La storia della Fiji Water, l’acqua dei vip
Molto probabilmente recandovi a fare la spesa vi imbatterete spesse volte nel reparto delle acque minerali, caratterizzato da diverse tipologie di acque imbottigliate. Da quella che afferma di essere l’acqua che elimina l’acqua a quella dai taumaturgici effetti benefici epatici, passando per quella più o meno ricca di anidride carbonica non rimane che l’imbarazzo della scelta. Ma tra questi marchi ve n’è uno che, negli ultimi anni, è diventato quello prediletto dai vip nonché presente in diversi film e serie tv: la Fiji Water.
Come è facilmente intuibile dal suo nome, questa acqua minerale proviene dalle Isole Fiji, paradisiaco Stato insulare dell’Oceania, caratterizzato da ben trecentoventidue isole di cui centosei abitate permanentemente. Questo presunto nettare degli Dei viene imbottigliato sull’isola di Viti Levu, la più grande delle isole che compongono l’arcipelago delle Fiji. Qui sorge una falda artesiana (corpo idrico costituito da acqua che occupa un quantitativo di rocce e/o sedimenti sfruttandone le fessure o i pori tra le particelle, cit. Wikipedia) sul limitare della foresta tropicale a migliaia di chilometri dall’inquinamento industriale. Ciò permette a quest’acqua di essere ricca di silice, minerale fondamentale per rinforzare ossa, denti e capelli.

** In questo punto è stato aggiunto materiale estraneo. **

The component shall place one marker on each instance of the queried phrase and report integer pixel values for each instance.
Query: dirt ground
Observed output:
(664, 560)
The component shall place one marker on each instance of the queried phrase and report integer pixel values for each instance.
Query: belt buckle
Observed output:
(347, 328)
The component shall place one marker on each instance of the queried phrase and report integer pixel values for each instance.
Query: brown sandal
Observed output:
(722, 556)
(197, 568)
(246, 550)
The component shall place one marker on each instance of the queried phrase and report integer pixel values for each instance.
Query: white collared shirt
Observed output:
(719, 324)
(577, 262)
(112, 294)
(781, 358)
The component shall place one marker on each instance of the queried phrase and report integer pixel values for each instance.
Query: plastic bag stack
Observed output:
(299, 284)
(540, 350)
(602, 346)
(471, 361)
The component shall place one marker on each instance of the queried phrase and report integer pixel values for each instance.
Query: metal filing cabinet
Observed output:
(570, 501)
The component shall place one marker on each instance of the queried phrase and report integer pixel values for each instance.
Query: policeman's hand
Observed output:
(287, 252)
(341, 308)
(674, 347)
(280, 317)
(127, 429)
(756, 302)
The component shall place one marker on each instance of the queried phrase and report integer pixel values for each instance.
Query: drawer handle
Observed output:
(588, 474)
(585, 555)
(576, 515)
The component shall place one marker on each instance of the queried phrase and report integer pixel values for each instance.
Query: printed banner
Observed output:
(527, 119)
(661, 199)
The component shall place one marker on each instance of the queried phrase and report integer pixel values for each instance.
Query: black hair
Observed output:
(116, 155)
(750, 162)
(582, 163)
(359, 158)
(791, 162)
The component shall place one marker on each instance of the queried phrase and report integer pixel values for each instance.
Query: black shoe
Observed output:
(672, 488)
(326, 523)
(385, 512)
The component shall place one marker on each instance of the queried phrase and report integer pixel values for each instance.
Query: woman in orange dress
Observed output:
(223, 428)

E’ quindi facile intuire perché la Fiji Water sia diventata ben presto l’acqua preferita dalle stelle di Hollywood nonché una delle acque importate più venduta negli USA: da Barack Obama a Paris Hilton, la quale se la faceva arrivare imbottigliata in giornata. In Italia non è così facile da reperire, anche per il suo costo: una confezione da dodici bottiglie da un litro cadauna costa 109,90 euro. Vero e proprio oro bianco liquido che rimpingua le tasche dell’azienda fondata nel 1996 dall’imprenditore canadese David Gilmour (non il chitarrista dei Pink Floyd) andando a creare un giro d’affari impressionante.
Tutta questa remunerativa situazione però non è stata priva di polemiche: la prima riguarda la giunta militare che governa l’isola con il pugno di ferro: la società estrae più di 3,5 milioni di litri d’acqua al mese (dati alla mano) e la giunta militare ha deciso di applicare una tassa sulle risorse idriche che varia da un terzo a quindici centesimi di dollari figiani per litro. Oltretutto ogni formato della Fiji Water viene messa in commercio in bottiglie di plastica che, in questi tempi di attenzione per l’ambiente, non è il massimo per un tipo di azienda che punta tutto sulla totale purezza della provenienza incontaminata del suo prodotto. La situazione assume ulteriori connotati grotteschi se si pensa che la popolazione locale non ha accesso ad una rete idrica degna di essere definita tale. L’ennesimo episodio dove conta solo il business che genera un sacco di fatturato e costose minzioni d’autore.